Zumstein: Wir stellen fest, dass Kinder und Jugendliche im Kontakt mit Gleichaltrigen vermehrt Probleme haben. Da haben wir uns schon gefragt, weshalb das so ist.

«Der reale Kontakt mit anderen Menschen kommt zu kurz.»

Franziska Zumstein, Leiterin IHP Luzern

zentral+: Wir uns auch. Weshalb ist das so?

Zumstein: Die Kinder sind immer weniger untereinander. Sie spielen weniger zusammen und tauschen sich weniger von Angesicht zu Angesicht aus. Der zunehmende Gebrauch von Handys führt dazu, dass der reale Kontakt mit anderen Menschen zu kurz kommt. Insgesamt stellen wir fest, dass viel weniger Kinder sozial kompetent sind.

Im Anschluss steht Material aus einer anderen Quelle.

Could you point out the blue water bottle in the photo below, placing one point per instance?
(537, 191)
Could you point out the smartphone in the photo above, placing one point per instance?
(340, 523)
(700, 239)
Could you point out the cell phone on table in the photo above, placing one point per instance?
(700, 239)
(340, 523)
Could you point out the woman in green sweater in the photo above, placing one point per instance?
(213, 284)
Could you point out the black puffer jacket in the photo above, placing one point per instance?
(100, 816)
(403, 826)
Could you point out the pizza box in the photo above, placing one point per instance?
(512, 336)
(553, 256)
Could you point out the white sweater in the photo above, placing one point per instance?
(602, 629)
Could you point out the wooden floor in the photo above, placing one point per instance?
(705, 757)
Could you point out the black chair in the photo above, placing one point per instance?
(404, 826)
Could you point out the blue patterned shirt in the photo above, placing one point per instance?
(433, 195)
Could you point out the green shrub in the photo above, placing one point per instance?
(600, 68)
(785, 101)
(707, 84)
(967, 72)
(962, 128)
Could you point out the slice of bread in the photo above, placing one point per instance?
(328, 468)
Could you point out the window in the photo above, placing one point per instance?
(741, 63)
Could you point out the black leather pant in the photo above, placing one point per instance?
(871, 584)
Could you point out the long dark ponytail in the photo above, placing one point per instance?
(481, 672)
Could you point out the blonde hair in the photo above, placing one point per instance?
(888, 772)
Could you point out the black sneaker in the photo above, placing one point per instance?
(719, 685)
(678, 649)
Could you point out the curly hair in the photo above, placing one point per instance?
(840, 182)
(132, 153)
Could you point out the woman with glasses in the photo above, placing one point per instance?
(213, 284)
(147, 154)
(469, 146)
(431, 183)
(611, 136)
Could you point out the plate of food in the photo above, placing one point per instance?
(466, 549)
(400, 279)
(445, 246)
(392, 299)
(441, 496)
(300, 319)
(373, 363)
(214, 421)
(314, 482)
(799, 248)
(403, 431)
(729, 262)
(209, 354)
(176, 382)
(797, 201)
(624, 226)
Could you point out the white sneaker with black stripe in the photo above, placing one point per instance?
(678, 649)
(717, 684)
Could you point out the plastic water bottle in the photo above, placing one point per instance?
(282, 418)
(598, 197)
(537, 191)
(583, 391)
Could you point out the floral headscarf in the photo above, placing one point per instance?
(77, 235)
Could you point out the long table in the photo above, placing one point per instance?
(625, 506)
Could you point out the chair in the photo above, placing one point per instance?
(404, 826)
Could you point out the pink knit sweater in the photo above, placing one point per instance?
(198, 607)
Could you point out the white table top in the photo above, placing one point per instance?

Übrigens ist das auch ein Problem bei Familien. Traditionen, wie das gemeinsame Nachtessen am Tisch, müssen dem Essen vor dem Fernseher weichen.

zentral+: 70 Prozent mehr Anmeldungen. Das dürfte auch im finanziellen Interesse der gemeinnützigen IHP Luzern liegen?

Zumstein: Ja. Diese Umstrukturierung hatte auch wirtschaftliche Gründe. Wir haben gemerkt, dass es wirtschaftlich gesehen besser ist, sich auf wenige, spezifische Themen zu konzentrieren. Zuvor versuchten wir möglichst viele Themen abzudecken, was aber nicht gut funktioniert hat.

Was ist das IHP Luzern?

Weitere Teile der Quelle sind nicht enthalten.